A court in Boston rejected Dennis Dechaine’s final federal appeal in his longstanding attempt to clear his name in the 1988 death of a 12-yearold girl in Maine.
The 1st U.S. Circuit Court of Appeals decision issued Monday indicates Dechaine failed to meet the requirement for transferring the case to federal court. Dechaine’s lawyer, Steven Peterson, said there could be another state appeal, but he acknowledged Tuesday that the case is “getting pretty close to the end.”
Assistant Attorney General Donald Macomber said nothing that has happened in the 28 years since Dechaine was charged with murder to shake prosecutors’ view that he committed the crime.
“It’s time that he lets the family put this behind them, to the extent that they can,” Macomber said Tuesday.
Dechaine is serving a life sentence for the murder and sexual assault of Sarah Cherry, who was abducted while baby-sitting in Bowdoin in July 1988. Dechaine was convicted the following year.
The Maine Supreme Judicial Court has denied three requests for a new trial. In the latest, the court concluded new DNA evidence wouldn’t have changed the outcome of the original trial.
Evidence in the case included a car repair bill bearing Dechaine’s name that was found outside the home where Cherry disappeared, and rope used to bind her that matched rope found in his truck and barn.

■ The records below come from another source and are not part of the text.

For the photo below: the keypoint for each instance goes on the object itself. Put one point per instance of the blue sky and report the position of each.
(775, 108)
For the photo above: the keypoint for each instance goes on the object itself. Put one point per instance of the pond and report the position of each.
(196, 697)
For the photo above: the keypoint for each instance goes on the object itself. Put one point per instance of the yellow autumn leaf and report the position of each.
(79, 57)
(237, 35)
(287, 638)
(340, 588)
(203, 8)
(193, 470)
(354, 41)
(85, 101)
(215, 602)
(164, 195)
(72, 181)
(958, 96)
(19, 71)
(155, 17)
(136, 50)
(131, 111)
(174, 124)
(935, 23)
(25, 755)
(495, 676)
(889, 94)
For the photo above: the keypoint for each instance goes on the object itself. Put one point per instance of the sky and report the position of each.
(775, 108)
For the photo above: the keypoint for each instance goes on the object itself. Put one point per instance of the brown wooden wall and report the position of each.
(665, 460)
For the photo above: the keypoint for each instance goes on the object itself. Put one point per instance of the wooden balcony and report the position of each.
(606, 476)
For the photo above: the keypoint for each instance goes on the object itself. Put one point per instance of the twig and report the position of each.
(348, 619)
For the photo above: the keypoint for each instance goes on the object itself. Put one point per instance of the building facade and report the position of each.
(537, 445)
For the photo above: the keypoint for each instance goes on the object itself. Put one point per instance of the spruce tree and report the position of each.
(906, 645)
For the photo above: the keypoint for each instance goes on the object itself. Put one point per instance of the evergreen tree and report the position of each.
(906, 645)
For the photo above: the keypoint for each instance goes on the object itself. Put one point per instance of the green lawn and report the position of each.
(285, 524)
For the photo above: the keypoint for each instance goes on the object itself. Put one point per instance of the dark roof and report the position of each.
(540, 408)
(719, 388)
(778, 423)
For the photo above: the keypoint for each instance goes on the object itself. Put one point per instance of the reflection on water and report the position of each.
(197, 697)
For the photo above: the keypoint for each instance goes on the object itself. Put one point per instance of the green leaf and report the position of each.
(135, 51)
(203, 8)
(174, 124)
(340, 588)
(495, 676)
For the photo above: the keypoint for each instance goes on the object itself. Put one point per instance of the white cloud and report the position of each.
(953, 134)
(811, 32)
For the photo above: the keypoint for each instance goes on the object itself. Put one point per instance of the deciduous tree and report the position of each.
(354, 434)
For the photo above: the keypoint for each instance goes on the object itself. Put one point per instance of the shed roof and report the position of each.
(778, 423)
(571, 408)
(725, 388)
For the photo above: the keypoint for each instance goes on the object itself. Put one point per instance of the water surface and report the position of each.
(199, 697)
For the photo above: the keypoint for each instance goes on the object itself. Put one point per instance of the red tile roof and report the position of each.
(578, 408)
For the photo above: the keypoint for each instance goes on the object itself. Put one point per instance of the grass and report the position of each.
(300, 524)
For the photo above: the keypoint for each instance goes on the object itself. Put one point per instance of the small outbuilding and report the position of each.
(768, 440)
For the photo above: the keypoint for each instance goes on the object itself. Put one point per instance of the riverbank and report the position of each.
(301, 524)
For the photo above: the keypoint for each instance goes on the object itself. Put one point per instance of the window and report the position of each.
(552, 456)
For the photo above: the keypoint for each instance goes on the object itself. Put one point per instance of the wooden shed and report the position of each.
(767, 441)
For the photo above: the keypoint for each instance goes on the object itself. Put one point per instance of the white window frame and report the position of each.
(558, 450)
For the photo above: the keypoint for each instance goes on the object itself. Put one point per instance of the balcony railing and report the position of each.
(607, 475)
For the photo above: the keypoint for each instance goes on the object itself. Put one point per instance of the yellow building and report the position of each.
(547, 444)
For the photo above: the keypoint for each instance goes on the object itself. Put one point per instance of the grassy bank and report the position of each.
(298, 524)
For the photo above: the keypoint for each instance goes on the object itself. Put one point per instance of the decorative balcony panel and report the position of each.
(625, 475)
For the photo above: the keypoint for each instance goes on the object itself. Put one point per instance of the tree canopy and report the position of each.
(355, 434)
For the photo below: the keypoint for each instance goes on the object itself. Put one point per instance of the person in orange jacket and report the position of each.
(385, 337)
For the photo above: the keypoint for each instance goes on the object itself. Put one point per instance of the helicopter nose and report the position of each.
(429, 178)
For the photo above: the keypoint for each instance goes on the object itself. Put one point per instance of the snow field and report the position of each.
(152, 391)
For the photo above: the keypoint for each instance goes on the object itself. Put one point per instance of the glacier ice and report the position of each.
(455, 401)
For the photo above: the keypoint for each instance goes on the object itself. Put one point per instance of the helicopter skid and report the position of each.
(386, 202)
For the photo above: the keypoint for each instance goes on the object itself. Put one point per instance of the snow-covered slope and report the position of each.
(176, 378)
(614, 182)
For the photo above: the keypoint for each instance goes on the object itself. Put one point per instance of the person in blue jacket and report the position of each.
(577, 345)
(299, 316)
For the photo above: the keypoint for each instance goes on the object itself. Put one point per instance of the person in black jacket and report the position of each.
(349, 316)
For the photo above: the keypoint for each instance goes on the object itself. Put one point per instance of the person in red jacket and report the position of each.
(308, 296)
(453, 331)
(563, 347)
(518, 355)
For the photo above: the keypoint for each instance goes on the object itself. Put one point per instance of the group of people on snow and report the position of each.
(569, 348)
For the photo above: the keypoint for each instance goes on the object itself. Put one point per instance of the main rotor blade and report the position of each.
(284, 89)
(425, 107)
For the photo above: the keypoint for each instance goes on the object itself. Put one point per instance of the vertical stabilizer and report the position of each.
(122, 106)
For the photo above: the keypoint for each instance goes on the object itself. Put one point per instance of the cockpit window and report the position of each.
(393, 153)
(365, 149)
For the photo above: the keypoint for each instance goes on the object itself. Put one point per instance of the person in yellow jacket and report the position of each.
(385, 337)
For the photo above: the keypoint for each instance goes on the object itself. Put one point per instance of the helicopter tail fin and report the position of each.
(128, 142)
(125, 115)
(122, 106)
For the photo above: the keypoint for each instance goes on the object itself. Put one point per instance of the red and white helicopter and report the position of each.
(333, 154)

The farmer from Bowdoinham, who was then 30, became lost in the woods on the day Cherry went missing, and eventually emerged, unable to locate his truck. Police found it near the girl’s body.
The most recent appeal was based on DNA evidence using technology that wasn’t available at the time of the trial. It indicated that a partial DNA profile recovered from one of the victim’s fingernails didn’t match Dechaine, but it also didn’t match any of the alternative suspects.
Peterson, the defense lawyer, said previously that there was circumstantial evidence but no actual evidence showing that Dechaine was in the victim’s home or that she was in his truck. He said a new jury should have the benefit of hearing all of the evidence in the case.